Some years back, I saved from the trash a Facit 4550 plotter. It was a Japanese-made plotter that emulates a 7475. I found it in the box, with packing materials and a pen holder and a set of ballpoint pens. Last weekend I finally cleaned the whole thing up and to my surprise it works. Since the old DEC pc325SL still had my AutoCAD on it from 25 years ago (time goes by too fast!), it was the convenient machine to use to send some HPGL to the plotter. Hopefully this part about the DEC laptop is sufficient to make this an acceptable post to the DEC forum. My real interest in posting this thread is about the plotter ...

Glamour shots :
http://www.vcfed.org/forum/album.php?albumid=437&attachmentid=52045
http://www.vcfed.org/forum/album.php?albumid=437&attachmentid=52046
http://www.vcfed.org/forum/album.php?albumid=437&attachmentid=52049 [yeah, it says 4556, but the roms inside had 4550 written on them]

To my surprise, the pens still worked. These pens are pressurized ink and even carry the US patent number for the Fisher Space Pen design. However, the pens are marked "Mitsubishi Pencil Co. LTD" (http://www.vcfed.org/forum/album.php?albumid=437&attachmentid=52051) which we know today as Uniball. The Fisher pens supposedly have a shelf life of 100 years, so I shouldn't be surprised these 30 something year old pens still work. (http://www.vcfed.org/forum/album.php?albumid=437&attachmentid=52047).

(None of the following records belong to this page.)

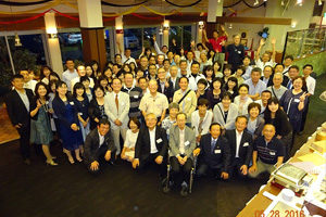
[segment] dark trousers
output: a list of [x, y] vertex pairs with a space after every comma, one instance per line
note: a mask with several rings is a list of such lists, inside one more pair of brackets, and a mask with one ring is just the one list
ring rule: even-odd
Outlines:
[[158, 166], [158, 170], [160, 173], [160, 176], [163, 176], [166, 173], [166, 157], [163, 156], [163, 161], [161, 164], [155, 163], [155, 158], [159, 156], [159, 152], [154, 154], [150, 154], [146, 158], [139, 159], [139, 166], [136, 167], [136, 169], [143, 169], [147, 168], [150, 164], [155, 164]]
[[199, 178], [202, 178], [204, 175], [208, 174], [209, 170], [213, 171], [215, 178], [220, 178], [221, 174], [222, 174], [222, 166], [213, 168], [213, 167], [211, 167], [210, 165], [208, 165], [205, 163], [201, 163], [201, 164], [199, 164], [199, 166], [197, 168], [196, 175]]
[[21, 136], [20, 139], [21, 154], [24, 159], [30, 158], [30, 151], [29, 151], [30, 125], [28, 125], [27, 127], [17, 128], [17, 131]]
[[303, 131], [303, 129], [304, 129], [304, 125], [305, 125], [305, 120], [306, 120], [306, 116], [308, 116], [309, 103], [310, 103], [310, 98], [308, 98], [306, 105], [305, 105], [305, 107], [303, 108], [303, 112], [302, 112], [300, 131]]
[[[243, 165], [243, 164], [240, 162], [240, 159], [239, 159], [238, 157], [235, 158], [235, 161], [231, 163], [231, 165], [230, 165], [230, 167], [229, 167], [229, 177], [231, 178], [233, 175], [234, 175], [234, 171], [236, 170], [237, 174], [238, 174], [238, 176], [239, 176], [241, 179], [246, 178], [247, 175], [243, 175], [243, 174], [241, 173], [241, 169], [240, 169], [242, 165]], [[248, 169], [249, 169], [249, 167], [248, 167]]]
[[186, 182], [189, 184], [190, 180], [190, 171], [193, 165], [193, 162], [191, 158], [188, 157], [187, 162], [184, 165], [180, 165], [178, 159], [175, 156], [170, 157], [171, 162], [171, 180], [174, 180], [175, 176], [177, 174], [181, 174], [181, 182]]
[[[87, 169], [88, 169], [88, 171], [90, 174], [98, 174], [100, 171], [100, 168], [105, 164], [104, 156], [105, 156], [106, 151], [108, 151], [108, 146], [105, 146], [105, 145], [102, 145], [99, 149], [99, 157], [97, 159], [97, 162], [99, 163], [98, 169], [96, 169], [96, 170], [91, 170], [90, 169], [90, 165], [91, 165], [92, 162], [90, 162], [89, 164], [87, 164]], [[113, 152], [111, 152], [111, 159], [110, 161], [112, 161], [112, 158], [114, 158], [114, 153]]]

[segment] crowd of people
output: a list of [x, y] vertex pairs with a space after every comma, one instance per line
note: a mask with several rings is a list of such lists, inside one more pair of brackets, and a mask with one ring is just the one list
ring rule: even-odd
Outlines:
[[155, 164], [163, 178], [171, 165], [164, 183], [170, 188], [180, 174], [181, 196], [195, 167], [199, 178], [213, 171], [225, 180], [234, 173], [272, 173], [291, 156], [304, 129], [316, 84], [313, 66], [306, 64], [300, 76], [292, 56], [276, 63], [275, 39], [272, 54], [261, 56], [262, 39], [251, 60], [240, 36], [227, 44], [222, 31], [211, 39], [204, 33], [204, 42], [191, 42], [189, 51], [175, 41], [171, 50], [160, 49], [153, 37], [156, 54], [147, 48], [138, 60], [117, 43], [121, 53], [103, 69], [96, 61], [75, 67], [68, 59], [62, 79], [49, 66], [41, 67], [39, 81], [21, 71], [5, 104], [24, 163], [30, 165], [34, 143], [57, 166], [49, 148], [55, 132], [68, 162], [84, 162], [91, 174], [118, 157], [135, 169]]

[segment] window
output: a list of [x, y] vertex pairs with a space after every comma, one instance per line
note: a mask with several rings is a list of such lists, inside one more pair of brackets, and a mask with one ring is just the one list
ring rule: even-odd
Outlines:
[[131, 50], [131, 58], [138, 59], [141, 50], [141, 28], [127, 28], [124, 30], [124, 44], [125, 49]]
[[154, 34], [156, 34], [156, 27], [148, 27], [143, 28], [143, 48], [150, 48], [152, 50], [152, 53], [155, 51], [154, 43], [152, 40], [152, 37]]
[[84, 61], [83, 39], [80, 31], [58, 34], [62, 61], [67, 59]]

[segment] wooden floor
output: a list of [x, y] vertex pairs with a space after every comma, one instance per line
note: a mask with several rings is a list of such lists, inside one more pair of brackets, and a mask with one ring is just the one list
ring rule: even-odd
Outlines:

So this is all well and good, but there was no manual in the box with the plotter, and these pens seem to be unobtanium. I have scoured the internet looking for a manual for this plotter. I know Facit was a popular Swedish typewriter manufacturer (I like Selectrics myself) however this plotter was made in Japan. The pens are exactly 2" long, but Fisher doesn't sell any plotter pens this small. I can't seem to find the pens anywhere either (however currently all the pens still work!!)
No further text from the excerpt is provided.